Context: Gandhi Jayanti is celebrated on 2 October every year to commemorate the birth anniversary of the Father of the Nation Mohandas Karamchand Gandhi. This year will mark his 151st birth anniversary.

More about news:

  • The Mahatma as he was known, was born on 2 October, 1869 in Porbandar, Gujarat.
  • The anniversary is also marked as the International Day of Non-Violence after the UN General Assembly adopted a resolution to declare the same on 15 June, 2007.

Mahatma Gandhi

  • He is globally famous for his propagation of ahimsa or non-violence.
  • Gandhiji was the architect behind Dandi March, or the protest organised by Indians against the salt tax imposed by the British in 1930. 
  • He assumed leadership of the Indian National Congress in 1921 and urged colonial India to become self-reliant and ditch British products. 
  • He also protested during the Quit India movement in 1942 calling for the British to leave India.
  • The Non-Cooperation Movement and the Civil Disobedience Movement are some of his popular mass movements. 
  • He also fought the caste system in India, untouchability.
  • He created awareness about equality and brotherhood among different religions of India.

Politics of non violence

  • The core of Gandhi’s political theory is that politics is shaped by internal moral power, rather than rational violence. 
  • Politics for Gandhi was an act of consciousness, not a mode of living taken for granted.
  • According to him, the basic condition of political action was the elimination of violence. Gandhi did not see the goal of political action as the immediate capture of office. 

Democracy as a value

  • Gandhi said that democracy is not a political regime but a value, which needed to be created and cherished. 
  • The modern state contained forces that threatened liberty. 
  • Violence was a sign of the failure of a legitimate political power.
  • This transition from violence towards politics is needed. 
  • It could not take place without the intervention of the ethical in the political. 

Morality in politics

  • Gandhi’s principal aim was to civilise modern politics from within, by eliminating resentment, hatred and coercion. 
  • His politics of non-violence was a method to mobilise collective power in a manner that attends to its own moral education in an exemplary and innovative way. 
  • The very essence of our civilisation is that we give a paramount place to morality in all our affairs, public or private.
  • His view of morality was not a denial of politics. 
  • On the contrary, Gandhi’s moral idealism was completed by a political realism, which sought the construction of a democratic society. 
  • Political work must be looked upon in terms of social and moral progress.

Ethics in politics

  • Gandhi argued for a dedicated and committed political ethos, which did not accept the necessity of “dirty hands” in politics. 
  • Ethics tells us what it ought to be. It enables man to know how he should act. 
  • Gandhi showed that a life of excellence is an agency and a transformative force which is an experience of conscience underpinning the harmony between ethics and politics.
  • He said that he always derived politics from ethics or religion.
  • Gandhi considered politics as a work of the heart and not merely of reason. 
  • French philosopher Blaise Pascal, also said: “The heart has its reasons which reason itself does not know.” In the same manner, Gandhi believed that the heart, and not reason, is the seat of morality. 

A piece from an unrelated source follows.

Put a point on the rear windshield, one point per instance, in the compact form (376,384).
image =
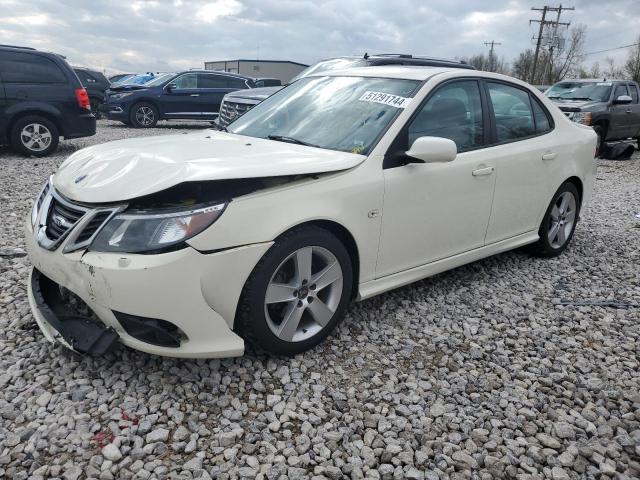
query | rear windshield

Ethical citizenship and social stability

  • The Gandhian effort for non-violent politics was a cultivation of one’s capacity for ethical citizenship. 
  • Swaraj is meant to civilise us, and to purify and stabilise our civilisation. A person who is a lover of his country is bound to take a lively interest in politics.
  • Gandhi believed that next to constructive work, a society also needs to be inwardly empowered, since human beings are capable of love, friendship, solidarity and empathy.
  • It is the moral nature of man by which he rises to good and noble thoughts. 

Focus on self knowing:

  • The Gandhian appeal to the ethical in politics was not only a way to seek Truth, but also of coming to know oneself in ever-greater depth. 
  • Therefore, he advocated an awareness of the essential unity of humanity. 
  • That awareness called for critical self-examination and a move from egocentricity towards a “shared humanity.” 

Shared humanity

  • From Gandhi’s perspective, non-violence was an ontological truth that followed from the unity and interdependence of humanity and life. 
  • This “shared humanity” needs to strive to remove its ethical imperfections in order to be able to live with global challenges. 

In an age of increasing “globalisation of selfishness”, there is an urgent need to understand and practise the moral leadership of Mahatma Gandhi and re-evaluate the concept of politics.